Understanding Computer Names

by Allen Wyatt
(last updated October 9, 2017)

1

When you first start a computer with Windows installed on it (or when you first install Windows on an existing computer), you are asked to provide a name by which the computer will be known. Your computer's name is used to differentiate it from other computers on a network. The name can also be a help to other people on your network, so that they can identify your system.

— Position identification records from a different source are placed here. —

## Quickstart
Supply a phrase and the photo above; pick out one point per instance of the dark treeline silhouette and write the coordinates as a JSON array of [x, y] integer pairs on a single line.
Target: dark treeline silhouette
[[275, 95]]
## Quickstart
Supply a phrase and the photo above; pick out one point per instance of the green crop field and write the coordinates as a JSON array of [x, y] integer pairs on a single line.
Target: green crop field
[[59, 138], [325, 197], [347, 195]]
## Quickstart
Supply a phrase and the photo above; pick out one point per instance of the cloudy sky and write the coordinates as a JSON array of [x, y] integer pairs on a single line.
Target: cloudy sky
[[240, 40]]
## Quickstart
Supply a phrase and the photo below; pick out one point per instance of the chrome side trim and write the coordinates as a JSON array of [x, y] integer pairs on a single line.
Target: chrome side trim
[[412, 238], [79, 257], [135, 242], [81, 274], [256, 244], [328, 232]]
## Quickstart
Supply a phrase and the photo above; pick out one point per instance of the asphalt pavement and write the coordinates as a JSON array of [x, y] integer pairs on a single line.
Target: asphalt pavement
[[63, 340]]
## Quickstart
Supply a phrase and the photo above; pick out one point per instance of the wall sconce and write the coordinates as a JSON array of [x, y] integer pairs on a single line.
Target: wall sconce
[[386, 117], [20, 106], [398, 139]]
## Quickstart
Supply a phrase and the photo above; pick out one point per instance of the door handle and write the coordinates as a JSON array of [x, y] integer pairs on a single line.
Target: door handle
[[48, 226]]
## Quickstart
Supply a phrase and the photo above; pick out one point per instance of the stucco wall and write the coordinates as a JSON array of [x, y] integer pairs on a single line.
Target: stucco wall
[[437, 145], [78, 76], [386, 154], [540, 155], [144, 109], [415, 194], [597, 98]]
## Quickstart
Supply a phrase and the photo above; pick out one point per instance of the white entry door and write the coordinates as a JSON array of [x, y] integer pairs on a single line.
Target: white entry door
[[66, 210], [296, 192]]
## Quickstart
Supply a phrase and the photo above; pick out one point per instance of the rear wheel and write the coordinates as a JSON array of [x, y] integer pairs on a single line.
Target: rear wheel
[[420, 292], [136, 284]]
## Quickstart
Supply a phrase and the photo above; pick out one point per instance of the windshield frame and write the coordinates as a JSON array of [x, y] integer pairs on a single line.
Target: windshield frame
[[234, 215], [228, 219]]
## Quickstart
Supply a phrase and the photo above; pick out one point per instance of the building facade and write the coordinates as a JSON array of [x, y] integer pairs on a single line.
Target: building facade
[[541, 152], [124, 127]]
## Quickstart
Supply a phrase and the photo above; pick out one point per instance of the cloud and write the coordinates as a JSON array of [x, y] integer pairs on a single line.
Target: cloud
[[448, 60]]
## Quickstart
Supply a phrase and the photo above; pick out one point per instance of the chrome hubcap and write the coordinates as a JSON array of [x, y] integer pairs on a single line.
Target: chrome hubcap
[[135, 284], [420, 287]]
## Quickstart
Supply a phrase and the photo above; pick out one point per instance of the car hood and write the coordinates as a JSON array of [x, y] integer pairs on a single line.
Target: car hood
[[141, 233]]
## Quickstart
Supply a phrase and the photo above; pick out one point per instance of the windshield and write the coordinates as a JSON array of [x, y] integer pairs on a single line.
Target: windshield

In small networks, it is not unusual to give computers a name related to the person using the computer. For instance, I have a computer named "Allen" and another named "AllenLaptop." Computers might also be named according to their purpose, such as "AccountsReceivable" or "Shipping." These are just suggestions, however: What you name computers (and any conventions you may follow within your organization) is entirely up to you.

The key thing about computer names is that they must be unique within the network to which they are attached. This is why I have computers named "Allen" and "AllenLaptop": Because I cannot have two of them named "Allen."

In addition, there are some restrictions on what characters can be included within a computer name. You may have figured that out because I have a computer named "AllenLaptop" instead of "Allen Laptop." The reason is because you cannot use a space in a computer name. You also cannot use a quote mark ("), a comma, or any of the following: /\[]:;|+=?*_.

In order to change the name of your computer, check out this tip: Changing a Computer's Name.

 This tip (13166) applies to Windows 7, 8, and 10.

Author Bio

Allen Wyatt

With more than 50 non-fiction books and numerous magazine articles to his credit, Allen Wyatt is an internationally recognized author. He is president of Sharon Parq Associates, a computer and publishing services company. ...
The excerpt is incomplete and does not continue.